La Corte ha inoltre stabilito che Israele non ha fornito prove concrete a sostegno delle accuse secondo cui molti dipendenti dell’UNRWA sarebbero membri di Hamas o di altre fazioni armate.

Nonostante l’accordo di cessate il fuoco mediato dagli Stati Uniti lo scorso 10 ottobre, le violazioni continuano: raid israeliani, morti tra i palestinesi e forti restrizioni agli aiuti umanitari.

Intanto, all’Aja cresce la pressione diplomatica: il verdetto della Corte è visto come un ulteriore passo verso un possibile futuro processo di responsabilità internazionale per le azioni di Israele nei confronti della popolazione di Gaza, ma il procedimento aperto contro Israele per presunto genocidio, avviato dal Sudafrica lo scorso anno, rimane ancora senza una sentenza definitiva.

WFP: gli aiuti alimentari per Gaza restano ben al di sotto del necessario

Il Programma Alimentare Mondiale (WFP) delle Nazioni Unite denuncia che, nonostante un aumento delle forniture dopo la tregua mediata dagli Stati Uniti, gli aiuti che entrano a Gaza restano ben al di sotto dell’obiettivo giornaliero di 2.000 tonnellate.

Attualmente entrano circa 750 tonnellate di cibo al giorno, ma solo due valichi controllati da Israele – Karem Abu Salem (Kerem Shalom) e al-Karara (Kissufim) – sono operativi.
Il WFP chiede l’apertura di tutti i punti di accesso per evitare una nuova carestia, soprattutto nel nord della Striscia.

“Per riuscire a salvare vite e prevenire la fame dobbiamo usare ogni punto di frontiera disponibile”, ha dichiarato la portavoce Abeer Etefa da Ginevra, sottolineando che la tenuta del cessate il fuoco è “vitale”.

Il WFP ha ora 26 punti di distribuzione aperti (contro 5 di pochi giorni fa), ma l’obiettivo è 145.
Le scorte attuali bastano a sfamare mezzo milione di persone per due settimane, mentre molte famiglie sono costrette a razionare il cibo per paura che gli aiuti si interrompano di nuovo.

Il premier israeliano Netanyahu ha annunciato che il valico di Rafah con l’Egitto resterà chiuso finché Hamas non consegnerà i corpi dei prigionieri israeliani.

Nel frattempo, il gruppo palestinese ha dichiarato di aver restituito altri due corpi, per un totale di 13 dei 28 promessi.

Vance incontra Netanyahu a Gerusalemme

Il vicepresidente statunitense Vance ha incontrato ieri a Gerusalemme il primo ministro israeliano Benjamin Netanyahu, affermando che c’è ancora “molto lavoro da fare” per consolidare la fragile tregua nella Striscia di Gaza.

La visita di Vance si inserisce in una serie di incontri ad alto livello tra funzionari americani e israeliani, volti a mantenere in vita l’accordo di cessate il fuoco mediato dal presidente statunitense Donald Trump.

Durante l’incontro, Netanyahu ha elogiato la partnership con Washington, definendola “senza precedenti” e affermando che la cooperazione tra Stati Uniti e Israele “sta cambiando il Medio Oriente e il mondo”.

Vance, da parte sua, ha sottolineato che la sfida ora è duplice: disarmare Hamas e al tempo stesso ricostruire Gaza, migliorando la vita dei civili senza permettere che il gruppo armato torni a minacciare Israele.

Ma nonostante l’ottimismo mostrato davanti alle telecamere, sullo sfondo restano tensioni politiche.
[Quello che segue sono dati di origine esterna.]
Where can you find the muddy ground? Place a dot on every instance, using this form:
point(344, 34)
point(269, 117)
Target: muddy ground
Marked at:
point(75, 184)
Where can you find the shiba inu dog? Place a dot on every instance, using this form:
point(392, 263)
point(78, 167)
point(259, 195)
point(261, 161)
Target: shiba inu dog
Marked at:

Secondo il New York Times, a Washington cresce la preoccupazione che Netanyahu stia cercando di sabotare l’accordo

Negli ultimi giorni sono arrivati in Israele diversi esponenti dell’amministrazione americana, tra cui l’inviato per il Medio Oriente Steve Witkoff, Jared Kushner, e il segretario di Stato Marco Rubio, atteso nelle prossime ore.
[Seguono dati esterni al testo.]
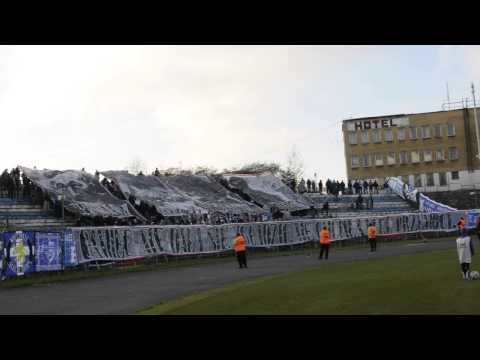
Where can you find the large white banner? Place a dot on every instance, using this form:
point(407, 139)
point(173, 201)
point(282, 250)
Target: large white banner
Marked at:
point(117, 243)
point(429, 205)
point(405, 191)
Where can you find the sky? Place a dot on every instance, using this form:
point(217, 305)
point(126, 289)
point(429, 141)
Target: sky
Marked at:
point(104, 107)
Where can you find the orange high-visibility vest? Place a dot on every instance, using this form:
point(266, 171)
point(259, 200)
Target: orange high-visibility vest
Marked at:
point(240, 244)
point(325, 237)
La tregua, in vigore da 12 giorni, rappresenta la prima fase del cosiddetto “piano Trump per Gaza”, che prevede il disarmo di Hamas e la creazione di un comitato palestinese supervisionato a livello internazionale per la gestione del territorio, con il supporto di una forza di sicurezza mista.

Netanyahu ha però espresso forte contrarietà all’ipotesi di una partecipazione turca alla missione di sicurezza, dichiarando di avere “opinioni molto chiare” in merito.
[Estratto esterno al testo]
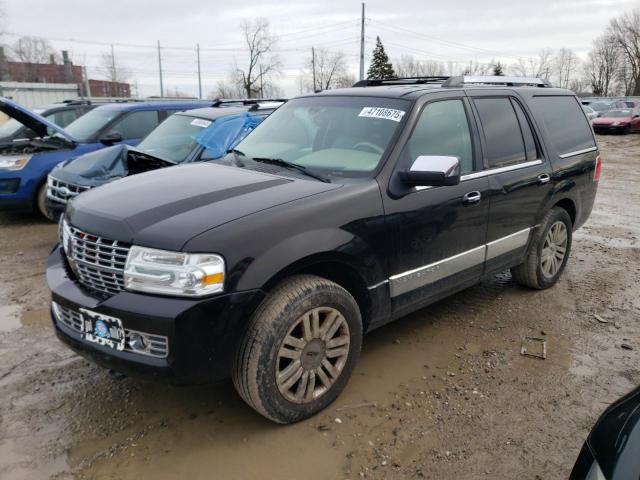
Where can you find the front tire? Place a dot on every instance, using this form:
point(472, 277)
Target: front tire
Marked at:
point(299, 349)
point(549, 252)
Al termine dell’incontro, Vance ha visto anche il presidente israeliano Isaac Herzog, che ha definito la sua presenza in Israele “un altro mattone nella costruzione del futuro della pace”.

Vance conclude questo giovedì la missione, dopo una visita nella Città Vecchia di Gerusalemme.

 

Giordania condanna il piano israeliano di annessione della Cisgiordania

La Giordania ha condannato duramente la decisione del governo israeliano di dare approvazione preliminare a due progetti di legge che prevedono l’annessione della Cisgiordania occupata e il riconoscimento della sovranità israeliana su un insediamento illegale.

In una nota diffusa sul social X, il ministero degli Esteri giordano Ayman Safani ha definito la mossa “una palese violazione del diritto internazionale” e un atto che mina la soluzione dei due Stati e il diritto inalienabile del popolo palestinese all’autodeterminazione.

Il portavoce del ministero, Fouad Al-Majali, ha ribadito la “totale e ferma opposizione” del Regno di Giordania a qualsiasi tentativo di Israele di imporre la propria sovranità sui territori occupati, denunciando le politiche unilaterali e illegittime che violano le risoluzioni delle Nazioni Unite.

Al-Majali ha inoltre messo in guardia contro le continue violazioni dei luoghi santi islamici e cristiani a Gerusalemme, giudicandole illegali, e ha esortato la comunità internazionale a “costringere Israele a fermare l’escalation e le misure illegittime nella Cisgiordania occupata”.

 

Libano, raid e droni

Da Elena Pasquini, in diretta dal Libano – I giorni de Libano si susseguono, uno dopo l’altro, sempre uguali. Costante il rumore dei droni, immancabili i bombardamenti del Sud del Paese. Ogni volta, l’esercito israeliano giustifica gli attacchi che violano l’accordo sul cessate il fuoco firmato un anno fa, con la caccia agli uomini di Hezbollah e la distruzione delle infrastrutture con cui il Partito di Dio starebbe ricostruendo il suo arsenale.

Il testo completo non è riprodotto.